Not being able to take it any longer, I did try to call him. But he didn't answer. He never returned my call, either. So I texted him.

- You didn't even say goodbye.

He took so long to answer back that I thought he might not at all. But finally, I got a reply.

- Sorry, didn't want to wake you.

- You could have told me you had a flight back that soon.

- I didn't see the point. I told you we should just sort of live in the moment.

- So...should I expect you to come by the next time you're in New York? I'm going back home tomorrow.

He stopped replying right away. I tried to tell myself maybe he got busy doing something. But his next text told me why he took forever to answer me.

- No...we aren't together, Sam.

Then another message came a couple of minutes later.

- I thought you understood that was all just for one night.

I couldn't believe what I had just read. I must have reread it 10 times to make sure I had read it right. What?!

He dropped everything and flew to London to be with me, told me he loved me, had sex with me, spent Christmas with me as part of his family, got me an amazing gift, and now it was over? It didn't mean or change anything? He was just going to act like none of it happened?

I snapped. I sent him a series of mean, hateful, hurtful, spiteful texts after that, none of which he answered. I also tried to call him on repeat about 8 times. The only thing I got in response was one text that said "stop."

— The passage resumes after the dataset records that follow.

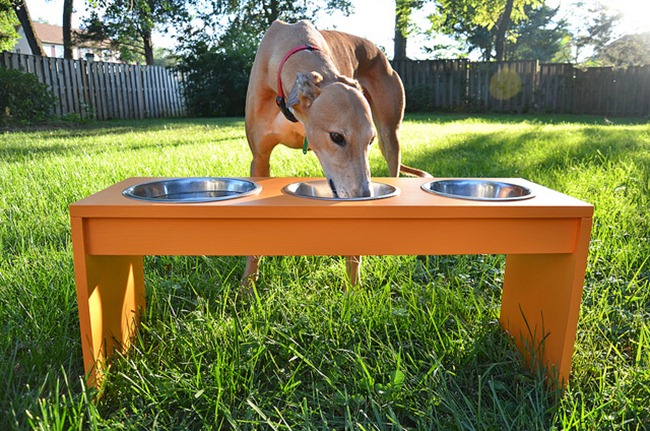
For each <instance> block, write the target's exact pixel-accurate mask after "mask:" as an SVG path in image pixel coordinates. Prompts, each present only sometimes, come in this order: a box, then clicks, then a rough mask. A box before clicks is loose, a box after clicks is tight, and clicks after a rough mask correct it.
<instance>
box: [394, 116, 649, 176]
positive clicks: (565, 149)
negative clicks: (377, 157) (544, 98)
mask: <svg viewBox="0 0 650 431" xmlns="http://www.w3.org/2000/svg"><path fill="white" fill-rule="evenodd" d="M443 139H444V138H443ZM446 139H447V140H448V142H447V145H445V146H444V147H439V148H436V146H435V144H433V146H431V147H430V148H428V149H426V150H424V151H422V152H419V153H417V155H413V156H411V157H409V154H408V153H407V152H406V153H405V154H404V155H403V161H404V163H406V164H409V165H413V166H417V167H418V168H420V169H424V170H425V171H427V172H430V173H431V174H432V175H433V176H435V177H524V178H527V179H532V180H534V179H535V177H536V176H538V175H539V174H540V173H542V174H546V173H548V172H549V171H567V170H569V169H571V168H574V167H577V166H585V165H591V166H605V165H607V164H608V163H611V162H613V161H614V162H615V161H619V160H623V159H625V160H631V161H633V162H634V163H637V164H640V165H643V164H649V163H650V158H649V156H648V149H649V147H650V146H649V141H648V138H647V137H646V138H644V137H643V136H642V135H640V134H638V133H635V132H634V131H631V130H630V129H629V128H618V127H616V128H610V127H602V126H584V127H577V128H576V127H572V128H557V129H556V128H545V127H544V126H543V125H530V127H526V128H525V129H524V130H522V131H521V132H518V131H512V130H507V129H504V131H503V133H501V132H485V133H471V132H467V133H461V134H458V135H448V137H447V138H446Z"/></svg>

I had no idea why he was being like this after the great time we had together in London. But all I could do was sit and wonder, because he wouldn't speak to me. And I had no choice but to move forward with what was going on in my life. Life wouldn't wait for him.

I went back to New York and I started working again at different odd jobs. I talked to my mom daily, making sure she was okay and promising to come visit her soon. My dad was okay for the moment, put on bed rest and being closely monitored by his girlfriend. He would have to change his diet and have regular check ups for a while, but he should be fine.

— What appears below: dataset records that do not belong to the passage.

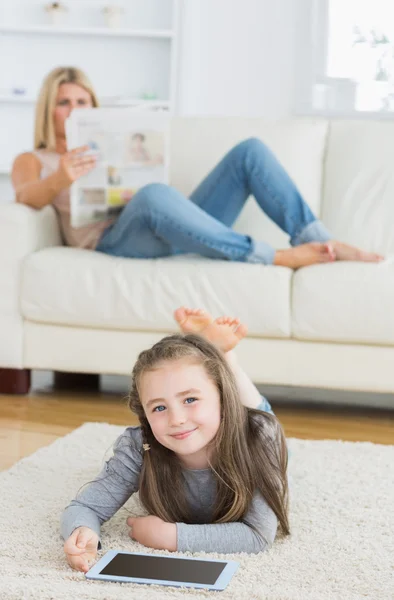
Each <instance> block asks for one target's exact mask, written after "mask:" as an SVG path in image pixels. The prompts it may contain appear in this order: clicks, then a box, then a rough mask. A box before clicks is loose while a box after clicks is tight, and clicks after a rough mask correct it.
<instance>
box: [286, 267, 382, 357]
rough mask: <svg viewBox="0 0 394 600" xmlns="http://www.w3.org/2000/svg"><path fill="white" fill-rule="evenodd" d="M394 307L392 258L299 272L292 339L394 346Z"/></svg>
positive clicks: (293, 301) (296, 276)
mask: <svg viewBox="0 0 394 600" xmlns="http://www.w3.org/2000/svg"><path fill="white" fill-rule="evenodd" d="M393 306H394V260H393V259H388V260H386V261H384V262H382V263H379V264H373V263H361V262H336V263H332V264H328V265H318V266H312V267H307V268H304V269H300V270H299V271H297V272H296V273H295V275H294V282H293V300H292V330H293V337H296V338H298V339H302V340H322V341H332V342H345V343H356V344H357V343H360V344H380V345H382V344H383V345H394V310H393Z"/></svg>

I was still pissed at him, but I did call him to make sure he was okay and tell him I would be there to help if he needed it. Our relationship was still rocky, but at least it was something. And I was so thankful he was going to be okay. He got lucky. We all did, really.

I started to settle into the new way of how things were going and kind of accepted the fact that this was just my life now. I mean realistically, what did I expect? My parents to stay together forever? To never have any health scares with them as they got older? To live happily ever after with my own Prince Charming? These things happened to everybody. I just needed to man up and deal. Things could be worse.

At least, that's what I was getting from therapy. I was proud of myself for stepping up and accepting things for what they were. Instead of just throwing a never ending pity party for myself and drowning in my sorrows every day.

Ed was still a sore subject. He always would be. Was I still crying over him every day and trying to plot how to get him back? No. But it still broke my heart every time I thought of the fact that he used to be my best friend, I had him as a significant other, and then I lost both.

Sometimes I had the thought in my mind that I was the only person in the entire world who believed he really was the one for me. He was it. He was my match. My other half. I had tried to go on dates or talk to other guys, but it just never worked. No one interested me. No one was him. Even if I hated him.

Even Ed's mom, who was our biggest fan, told me she was sorry things weren't going to work out and she had thought him coming to London at Christmas might change things. Even she had given up.

Being in therapy didn't really make me a cynical or pessimistic person, per se. It just made me more of a realist. I was okay with the fact that I believed Ed and I were meant to be together but weren't going to be. The same thing had happened with my parents in the end. Some people just don't get the happy ending they're supposed to. It was my problem to deal with and get over.

And I truly had started to believe that until fate crossed our paths yet again.